Turkey has long fought ISIL: Turkish ambassador to US

Turkey has long fought ISIL: Turkish ambassador to US

WASHINGTON - Anadolu Agency
Turkey has long fought ISIL: Turkish ambassador to US The Islamic State of Iraq and the Levant (ISIL) is targeting Turkey due to its position as a frontline state in the fight against the group, said Turkish Ambassador to the U.S. Serdar Kılıç in a letter published in the New York Times July 7.     

Rebuffing a Times editorial published last week on the June 28 attack on Istanbul Atatürk Airport which left 45 people dead, Kılıç stated that Turkey has become a target of ISIL because Ankara designated the group a terrorist organization as early as 2013 and because of Turkey’s “proven model of embracing universal values” with a predominantly Muslim population. The ambassador said the editorial, which implied that Turkish policy bore some blame for the attack, fell short of explaining it.    

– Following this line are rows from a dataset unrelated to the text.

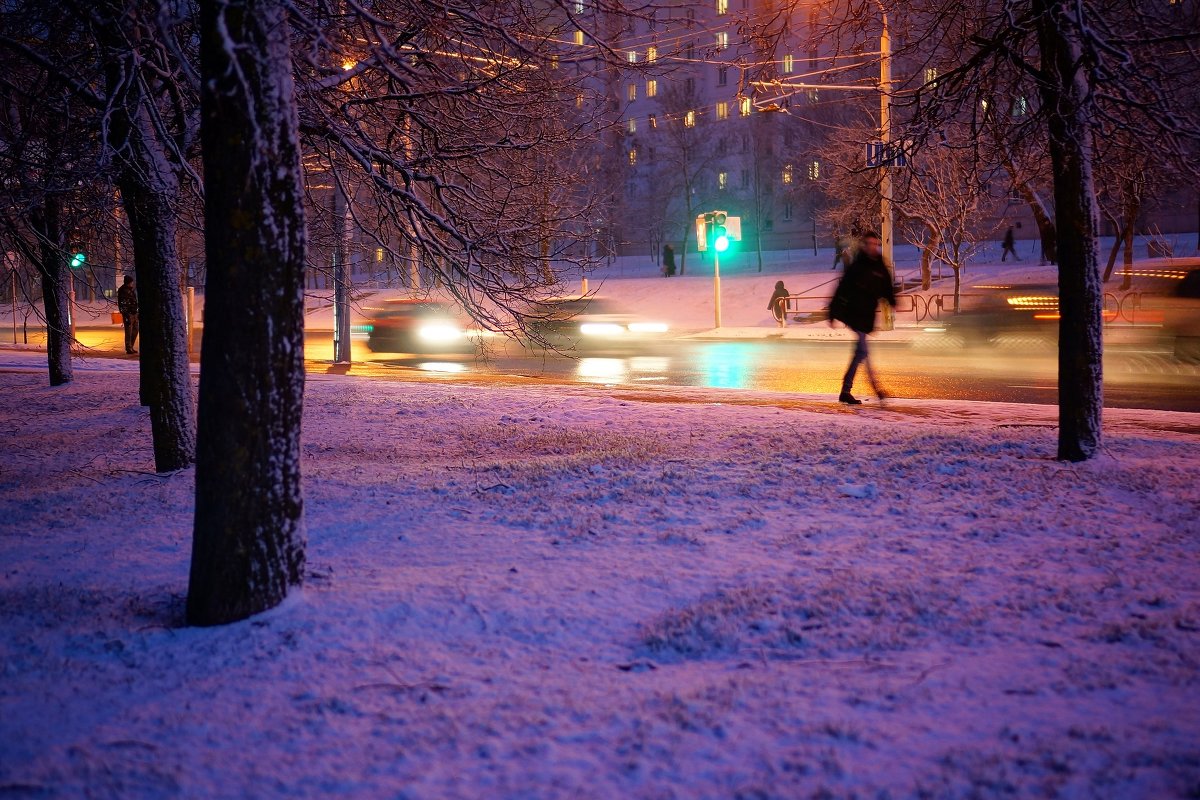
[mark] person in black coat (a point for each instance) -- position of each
(774, 306)
(127, 304)
(1009, 246)
(865, 282)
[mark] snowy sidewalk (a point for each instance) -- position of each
(569, 593)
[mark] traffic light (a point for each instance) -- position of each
(720, 234)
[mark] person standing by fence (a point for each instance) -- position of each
(775, 305)
(127, 304)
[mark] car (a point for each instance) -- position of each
(586, 322)
(1020, 317)
(418, 326)
(1181, 317)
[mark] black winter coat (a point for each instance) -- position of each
(864, 283)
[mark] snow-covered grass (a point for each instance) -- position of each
(570, 593)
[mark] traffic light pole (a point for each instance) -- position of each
(885, 170)
(717, 288)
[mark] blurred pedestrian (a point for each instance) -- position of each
(864, 283)
(127, 304)
(775, 305)
(1009, 246)
(669, 260)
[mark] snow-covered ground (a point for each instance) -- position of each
(571, 593)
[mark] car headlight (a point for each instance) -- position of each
(647, 328)
(439, 331)
(601, 329)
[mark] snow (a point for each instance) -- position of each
(576, 593)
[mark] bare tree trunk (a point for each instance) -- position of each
(1127, 280)
(165, 366)
(927, 260)
(249, 546)
(52, 266)
(149, 187)
(1080, 292)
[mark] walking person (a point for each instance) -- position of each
(127, 304)
(775, 305)
(865, 282)
(669, 260)
(1009, 246)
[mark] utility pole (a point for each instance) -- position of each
(341, 214)
(885, 168)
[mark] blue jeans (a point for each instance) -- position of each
(862, 356)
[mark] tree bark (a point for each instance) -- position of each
(166, 371)
(1065, 90)
(249, 546)
(55, 274)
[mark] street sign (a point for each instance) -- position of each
(886, 154)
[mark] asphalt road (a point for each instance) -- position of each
(1146, 377)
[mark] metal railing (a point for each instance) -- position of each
(1119, 310)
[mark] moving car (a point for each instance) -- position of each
(583, 322)
(1021, 317)
(1181, 317)
(417, 326)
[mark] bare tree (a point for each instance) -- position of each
(126, 72)
(1089, 65)
(249, 546)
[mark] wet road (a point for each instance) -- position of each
(1134, 378)
(1146, 377)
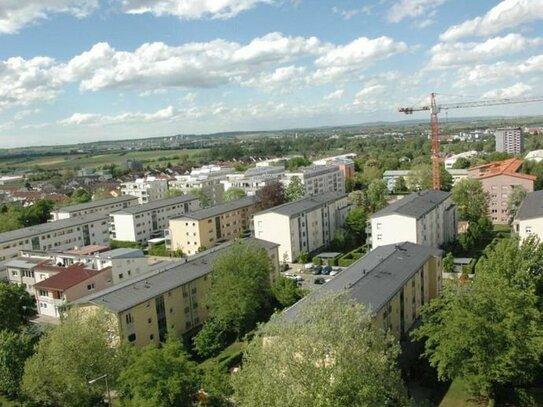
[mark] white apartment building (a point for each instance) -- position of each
(509, 140)
(450, 161)
(143, 222)
(207, 178)
(105, 206)
(529, 218)
(426, 217)
(62, 234)
(318, 179)
(305, 225)
(146, 189)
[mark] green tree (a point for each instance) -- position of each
(82, 348)
(489, 332)
(286, 291)
(470, 199)
(356, 223)
(16, 306)
(15, 349)
(336, 357)
(240, 287)
(295, 189)
(516, 197)
(231, 194)
(159, 377)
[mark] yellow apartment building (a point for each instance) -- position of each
(208, 227)
(171, 295)
(393, 282)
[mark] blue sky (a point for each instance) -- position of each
(84, 70)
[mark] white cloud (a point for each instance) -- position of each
(492, 73)
(99, 120)
(23, 81)
(403, 9)
(450, 54)
(506, 14)
(191, 9)
(516, 90)
(337, 94)
(15, 14)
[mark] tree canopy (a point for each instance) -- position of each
(334, 358)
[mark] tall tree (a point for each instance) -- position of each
(233, 193)
(270, 195)
(67, 357)
(161, 377)
(240, 287)
(16, 306)
(471, 199)
(336, 357)
(489, 332)
(295, 189)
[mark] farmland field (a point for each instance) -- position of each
(61, 162)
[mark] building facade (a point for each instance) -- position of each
(208, 227)
(146, 189)
(426, 217)
(59, 235)
(173, 297)
(393, 282)
(105, 206)
(498, 180)
(143, 222)
(510, 140)
(305, 225)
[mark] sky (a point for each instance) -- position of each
(76, 71)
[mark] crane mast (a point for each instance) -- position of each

“It is true that why Turkey has become a target is not a surprise, but not because of the reasons offered in your editorial,” Kılıç said, adding that Turkey had fought against criminal networks of foreign fighters “often alone” before others even “realized the severity of the problem.”      
  
Rejecting the accusations that Turkey has allowed foreign fighters to enter the country, often en route to Syria, Kılıç said that since 2011, Turkey has put more than 50,000 foreigners from 145 countries on its no-entry list, used risk-analysis units at the airports to check more than 11,000 individuals, deported more than 3,600 foreigners from 98 countries and detained more than 5,310 ISIL, Nusra Front, and al-Qaeda-affiliated individuals, taking 1,654 into custody.        

“Yet on some occasions the suspected ISIL militants, who were deported with proper notification to the authorities of their country of origin, carried out terrorist attacks in… Europe,” he said, referring to Ibrahim El Bakraoui, who was deported from Turkey a year before taking part in the Brussels airport attack this March which killed more than 30 people.        

“It is therefore blatantly unfair to accuse Turkey of inaction,” Kılıç said, adding that the high numbers of foreign fighters in source countries must be taken into consideration before “reaching unjust conclusions about Turkey.”        

“It is high time to defeat this global menace, be it in Istanbul, Brussels or Orlando, by standing together,” he added.        

The paper’s unsigned June 29 editorial “Behind the Cruel Attack on Turkey” claimed that the Turkish government long “underestimated” the ISIL threat and only began carrying out airstrikes “under American pressure” last year, besides starting to allow U.S. aircraft targeting ISIL to fly sorties out of Turkey.